El libro La vida secreta de las ciudades, del escritor indio Suketu Mehta, asegura que las ciudades tienen una historia oficial, de la que se jactan, y una oficiosa, de circulación limitada, que corre en paralelo. Mehta también afirma que las ciudades son la expresión más pura de lo que somos los seres humanos, de lo mejor y lo peor de nosotros. Si aplicáramos este principio a la capital chilena, tendríamos mucho de qué hablar: una federación de comunas dispersas; residentes que ven los barrios vecinos como territorio extranjero hostil, y un centro histórico y comercial que funciona como símbolo republicano de una convivencia que aspira al orden y la civilidad. Una aspiración que siempre ha estado teñida por nuestro cultivo de la hipocresía, nuestro pavor a las diferencias sociales y el abandono crónico de todo lo que hemos sido en el pasado.

Después del estallido social, el centro de Santiago -sus calles, sus fachadas, sus plazas y veredas- acumula los escombros de un proceso que lo tuvo como principal escenario de las reivindicaciones desoídas por la autoridad del momento. Fue un territorio doblemente arrasado, primero por las marchas sucesivas, las barricadas, los incendios, la represión sin estrategia ni inteligencia, y por las consecuencias económicas de la pandemia. Ahora cabría agregarle una tercera ola, impulsada por la delincuencia, o más bien los síntomas concretos de la expansión del crimen organizado que parasita de la pobreza a través del comercio callejero. Para quienes viven o trabajan en el centro, caminar por ahí no sólo significa estar atento al bolso de mano, la cartera o la mochila: ahora hay balazos, peleas callejeras, comercio sexual sin disimulo y corros de hombres atacando estudiantes a la salida de las estaciones de Metro. Naturalmente, la solución no es simple, porque la situación es compleja, pero frente a asuntos tan concretos como disparos, basura y el olor untuoso de la comida callejera ofrecida en condiciones sanitarias lamentables, no hay espacio para simbolismos ni discursos abstractos sobre la buena vida, algo que es justamente lo que los vecinos del centro de Santiago -y de varias otras ciudades- ya no tienen.

Los últimos años han estado colmados de declaraciones sobre cambios que anuncian un porvenir mejor para todos, de multiplicación de gestos de reconocimiento a quienes habían sido ignorados por el poder político.
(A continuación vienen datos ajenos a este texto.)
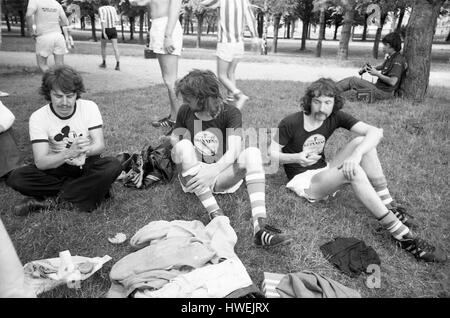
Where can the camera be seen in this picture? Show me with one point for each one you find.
(367, 65)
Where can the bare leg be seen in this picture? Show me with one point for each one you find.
(103, 48)
(12, 281)
(116, 49)
(42, 62)
(169, 70)
(330, 180)
(59, 59)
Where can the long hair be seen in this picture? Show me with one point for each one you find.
(394, 40)
(322, 87)
(64, 78)
(205, 86)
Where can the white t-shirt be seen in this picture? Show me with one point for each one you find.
(6, 117)
(46, 14)
(47, 126)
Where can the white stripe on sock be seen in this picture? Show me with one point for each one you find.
(400, 236)
(255, 176)
(209, 202)
(257, 196)
(395, 227)
(383, 192)
(259, 210)
(191, 172)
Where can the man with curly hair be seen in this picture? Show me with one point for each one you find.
(67, 141)
(300, 142)
(210, 157)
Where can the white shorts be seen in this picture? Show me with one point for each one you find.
(230, 51)
(302, 181)
(51, 43)
(232, 189)
(157, 36)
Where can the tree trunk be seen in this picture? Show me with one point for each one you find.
(94, 34)
(22, 22)
(141, 27)
(265, 30)
(321, 32)
(376, 43)
(364, 35)
(276, 26)
(131, 19)
(400, 19)
(346, 34)
(304, 34)
(199, 30)
(8, 24)
(292, 29)
(417, 50)
(288, 29)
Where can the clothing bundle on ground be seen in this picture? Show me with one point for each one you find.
(47, 274)
(182, 259)
(140, 170)
(350, 255)
(304, 284)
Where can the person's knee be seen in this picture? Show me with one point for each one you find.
(356, 141)
(182, 149)
(359, 175)
(250, 158)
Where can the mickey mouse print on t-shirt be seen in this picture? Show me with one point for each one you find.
(65, 137)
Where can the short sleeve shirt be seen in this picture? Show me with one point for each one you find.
(294, 138)
(209, 137)
(47, 13)
(46, 126)
(393, 65)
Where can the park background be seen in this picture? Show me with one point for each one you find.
(414, 151)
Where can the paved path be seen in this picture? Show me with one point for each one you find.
(137, 72)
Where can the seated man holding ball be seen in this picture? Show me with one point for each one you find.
(67, 141)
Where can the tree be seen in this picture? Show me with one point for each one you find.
(303, 10)
(417, 49)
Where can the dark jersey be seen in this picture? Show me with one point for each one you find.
(393, 65)
(293, 138)
(209, 137)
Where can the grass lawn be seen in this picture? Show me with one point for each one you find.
(416, 163)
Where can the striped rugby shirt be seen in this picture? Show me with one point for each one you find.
(232, 17)
(108, 15)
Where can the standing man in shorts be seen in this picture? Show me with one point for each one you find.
(166, 41)
(210, 158)
(44, 20)
(109, 20)
(233, 16)
(300, 143)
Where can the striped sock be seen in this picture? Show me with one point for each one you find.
(380, 186)
(256, 189)
(393, 225)
(204, 195)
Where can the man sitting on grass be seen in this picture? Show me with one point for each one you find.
(67, 141)
(389, 73)
(210, 159)
(299, 145)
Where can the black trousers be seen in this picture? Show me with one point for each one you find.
(85, 188)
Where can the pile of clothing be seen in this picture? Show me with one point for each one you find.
(151, 165)
(182, 259)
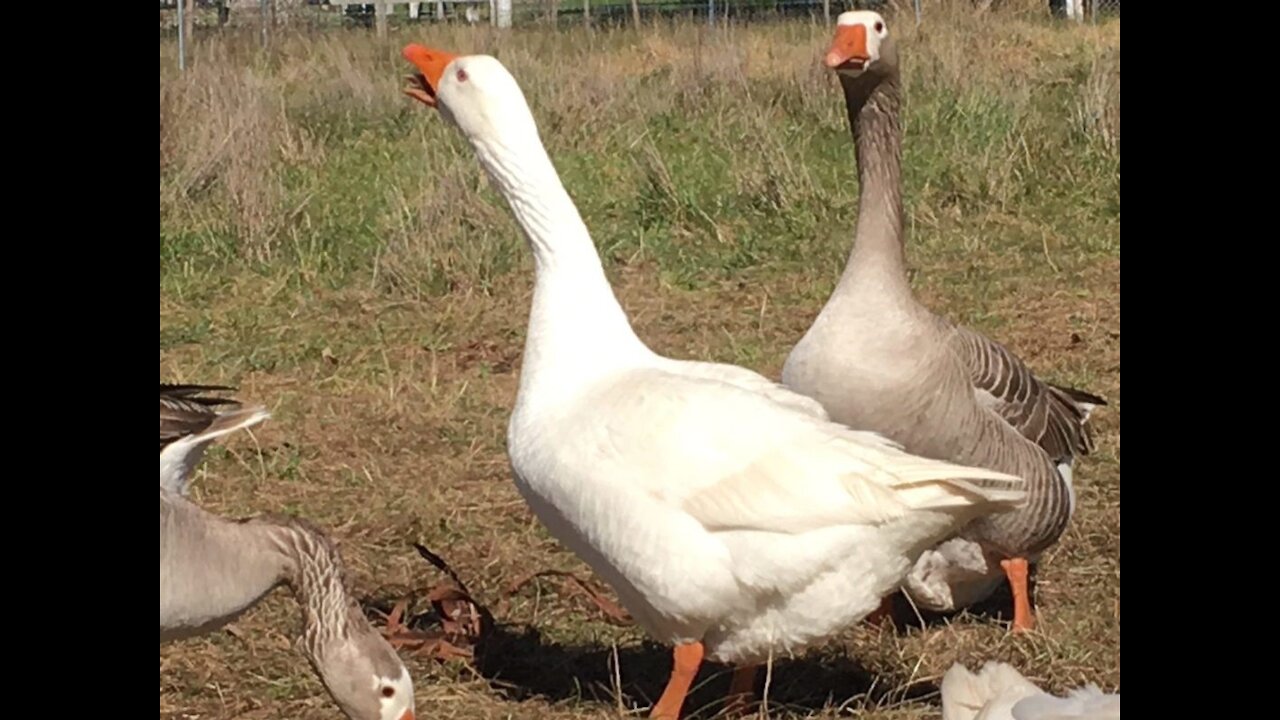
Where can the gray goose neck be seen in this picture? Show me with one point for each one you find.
(873, 105)
(315, 573)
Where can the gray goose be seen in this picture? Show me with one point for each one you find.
(880, 360)
(214, 569)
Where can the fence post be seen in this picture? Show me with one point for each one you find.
(182, 35)
(188, 24)
(264, 21)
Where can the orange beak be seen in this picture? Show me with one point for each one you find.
(849, 48)
(424, 85)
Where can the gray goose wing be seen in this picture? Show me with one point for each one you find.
(1052, 417)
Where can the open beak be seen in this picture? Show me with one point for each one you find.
(424, 85)
(849, 49)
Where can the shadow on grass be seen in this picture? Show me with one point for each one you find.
(519, 661)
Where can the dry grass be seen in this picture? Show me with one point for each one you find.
(334, 253)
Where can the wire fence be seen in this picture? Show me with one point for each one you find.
(181, 17)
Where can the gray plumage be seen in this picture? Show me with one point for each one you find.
(214, 569)
(878, 360)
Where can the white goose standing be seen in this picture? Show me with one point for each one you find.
(732, 519)
(214, 569)
(880, 360)
(1000, 692)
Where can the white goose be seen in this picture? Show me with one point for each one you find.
(214, 569)
(732, 519)
(1000, 692)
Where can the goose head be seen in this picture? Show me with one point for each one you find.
(362, 673)
(474, 92)
(862, 46)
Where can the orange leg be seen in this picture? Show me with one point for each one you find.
(883, 613)
(741, 691)
(1015, 569)
(688, 659)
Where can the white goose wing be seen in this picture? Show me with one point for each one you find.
(735, 459)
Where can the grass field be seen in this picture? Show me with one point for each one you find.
(337, 253)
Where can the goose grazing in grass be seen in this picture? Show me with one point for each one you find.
(999, 692)
(732, 519)
(880, 360)
(213, 569)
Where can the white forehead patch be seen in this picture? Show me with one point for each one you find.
(859, 18)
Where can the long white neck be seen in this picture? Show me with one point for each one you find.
(577, 331)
El proceso constituyente en curso avanza gracias a esa esperanza en el carril de la historia oficial, sin embargo, hay una historia oficiosa, paralela, cotidiana, que fluye por las calles de las ciudades, dobla las esquinas y convive con una hostilidad que apuñala cualquier épica en un abrir y cerrar de ojos. Una aspereza diaria que puede llegar a tumbar todas las buenas intenciones. La frase aquella de que “las palabras crean realidad” es un cliché tan extendido que puede ocultar de modo siniestro que las obras constantes y sonantes son mucho más efectivas que cualquier fraseo amable, sobre todo cuando las personas perciben que las termitas carcomen su mundo más cercano, sitiándolos hasta el punto de encerrarse en sus propias casas, entre la mugre ajena y los ruidos atemorizantes que vienen de la calle. Cuando eso ocurre, la gente ya no vota más por esperanzas compartidas, sino por quien se haga cargo de limpiar los desperdicios y castigar a cualquier sospechoso. Es el precio final que cobra el abandono.